To promote the release of their sophomore album, last October’s blistering “The Chemistry of Common Life,” Toronto punks F-cked Up played a free gig in a New York boutique store. So what’s the big deal you’re wondering? The sextet’s performance lasted a punishing 12 hours and saw them collaborating with electro wiz Moby, Dinosaur Jr.’s J Mascis and Ezra Koenig from alterna-pop buzz band Vampire Weekend.
The unabated love for F-cked Up from famed peers continued earlier this month with punk icons Jello Biafra (Dead Kennedys) and Keith Morris (Black Flag, Circle Jerks) joining them for songs during shows in California. Musicians aren’t the only folks going gaga for the act’s abrasive, experimental mix of vintage hardcore, prog and shoegaze. “The Chemistry of Common Life” has been universally heralded by the media, rightfully drawing comparisons to innovative hardcore classics by Black Flag and Sweden’s Refused.

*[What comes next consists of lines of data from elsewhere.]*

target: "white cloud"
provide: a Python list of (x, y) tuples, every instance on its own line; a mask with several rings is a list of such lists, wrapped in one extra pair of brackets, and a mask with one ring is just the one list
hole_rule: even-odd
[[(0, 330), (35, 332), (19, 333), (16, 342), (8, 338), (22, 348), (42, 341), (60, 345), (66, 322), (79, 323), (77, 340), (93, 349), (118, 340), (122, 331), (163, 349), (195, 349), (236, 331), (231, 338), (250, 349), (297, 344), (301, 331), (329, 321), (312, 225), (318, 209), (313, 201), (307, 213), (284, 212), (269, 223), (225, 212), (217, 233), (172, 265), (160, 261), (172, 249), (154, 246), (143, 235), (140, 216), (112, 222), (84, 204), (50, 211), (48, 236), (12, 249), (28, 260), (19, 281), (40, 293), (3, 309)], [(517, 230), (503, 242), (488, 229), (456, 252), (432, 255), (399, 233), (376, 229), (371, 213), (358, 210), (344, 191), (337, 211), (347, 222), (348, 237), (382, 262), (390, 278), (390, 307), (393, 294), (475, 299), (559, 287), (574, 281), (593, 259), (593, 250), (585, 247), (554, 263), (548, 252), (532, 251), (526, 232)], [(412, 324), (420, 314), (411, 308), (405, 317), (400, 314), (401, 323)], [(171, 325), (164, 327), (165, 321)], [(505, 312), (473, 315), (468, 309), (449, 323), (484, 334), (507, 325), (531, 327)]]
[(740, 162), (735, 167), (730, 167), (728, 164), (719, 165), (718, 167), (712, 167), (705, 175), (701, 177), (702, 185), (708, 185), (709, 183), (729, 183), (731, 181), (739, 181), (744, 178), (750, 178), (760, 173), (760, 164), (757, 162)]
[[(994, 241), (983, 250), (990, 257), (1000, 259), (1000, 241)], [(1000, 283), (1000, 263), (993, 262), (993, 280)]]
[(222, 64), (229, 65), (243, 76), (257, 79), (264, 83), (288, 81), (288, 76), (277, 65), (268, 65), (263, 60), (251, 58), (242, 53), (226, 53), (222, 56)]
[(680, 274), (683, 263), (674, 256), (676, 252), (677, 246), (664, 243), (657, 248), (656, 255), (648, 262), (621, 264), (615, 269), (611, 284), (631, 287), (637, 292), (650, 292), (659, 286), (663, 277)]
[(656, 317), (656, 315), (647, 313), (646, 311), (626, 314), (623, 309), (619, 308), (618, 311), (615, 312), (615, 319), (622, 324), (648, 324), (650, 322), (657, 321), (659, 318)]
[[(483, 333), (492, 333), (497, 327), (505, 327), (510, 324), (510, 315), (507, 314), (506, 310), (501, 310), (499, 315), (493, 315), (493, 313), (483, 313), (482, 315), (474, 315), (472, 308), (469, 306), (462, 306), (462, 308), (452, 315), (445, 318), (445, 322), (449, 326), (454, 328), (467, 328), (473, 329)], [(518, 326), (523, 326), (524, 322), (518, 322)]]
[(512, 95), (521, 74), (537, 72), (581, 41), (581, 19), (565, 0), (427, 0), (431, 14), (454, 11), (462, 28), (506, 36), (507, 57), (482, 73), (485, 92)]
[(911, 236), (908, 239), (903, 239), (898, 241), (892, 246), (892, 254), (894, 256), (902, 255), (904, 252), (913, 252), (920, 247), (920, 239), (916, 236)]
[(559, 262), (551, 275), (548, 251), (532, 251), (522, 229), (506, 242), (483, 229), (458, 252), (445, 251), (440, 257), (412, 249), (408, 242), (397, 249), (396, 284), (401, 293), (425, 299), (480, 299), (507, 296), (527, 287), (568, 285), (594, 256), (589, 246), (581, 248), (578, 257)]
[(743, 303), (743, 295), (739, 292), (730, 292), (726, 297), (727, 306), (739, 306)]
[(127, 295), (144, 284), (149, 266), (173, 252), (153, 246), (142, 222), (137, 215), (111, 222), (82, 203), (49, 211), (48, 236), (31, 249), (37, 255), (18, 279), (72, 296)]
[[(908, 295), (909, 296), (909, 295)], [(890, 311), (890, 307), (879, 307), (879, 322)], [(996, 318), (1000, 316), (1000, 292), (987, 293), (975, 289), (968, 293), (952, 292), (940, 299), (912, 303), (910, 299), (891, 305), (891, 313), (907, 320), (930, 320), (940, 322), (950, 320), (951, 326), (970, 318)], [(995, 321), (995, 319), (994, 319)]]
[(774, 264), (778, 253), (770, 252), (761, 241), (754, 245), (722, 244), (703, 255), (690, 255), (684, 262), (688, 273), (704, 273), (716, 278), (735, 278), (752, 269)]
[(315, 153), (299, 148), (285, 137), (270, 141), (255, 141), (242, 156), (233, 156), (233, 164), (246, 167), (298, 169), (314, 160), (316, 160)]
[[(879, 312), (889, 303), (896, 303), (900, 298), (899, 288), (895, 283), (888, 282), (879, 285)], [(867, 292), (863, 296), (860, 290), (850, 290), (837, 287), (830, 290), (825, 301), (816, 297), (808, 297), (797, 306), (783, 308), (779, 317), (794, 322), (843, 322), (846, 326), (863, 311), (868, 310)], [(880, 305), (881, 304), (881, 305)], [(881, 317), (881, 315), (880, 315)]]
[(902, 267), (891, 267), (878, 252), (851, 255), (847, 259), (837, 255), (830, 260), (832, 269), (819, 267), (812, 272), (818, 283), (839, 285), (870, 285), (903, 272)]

Finding a nonoffensive way to reference F-cked Up has caused headaches for some mainstream media outlets. Canadian book retailer Chapters banned the November issue of local music magazine Chart for publishing the band’s uncensored moniker on its cover. The New York Times avoided similar controversy by running reviews of F-cked Up concerts in 2007 and 2009 that made no reference to the band’s name at all.
Ahead of their Japan live debut in Tokyo in March, vocalist Pink Eyes promises in a video message to Japanese fans on Creativeman’s Web site that there will be “blood, sweat and semen” at the show, and adds that he’ll “probably get naked.” He’s not joking. Dubbed “the craziest band in Canada” mainly due to his antics, the imposing, gruff-voiced frontman helped incite chaos during performances on MTV Canada in 2007 and 2008. The first saw the band and riled-up attendees causing 2,000 Canadian dollars in destruction as they tore apart the soundstage. The latter took place in a bathroom and resulted in CA$6,000-worth of damages. Chances are Tokyo’s show will be one hell of a riot.
F-cked Up play March 10 at Astro Hall in Harajuku, Tokyo (7 p.m.; ¥4,500;  3401-5352).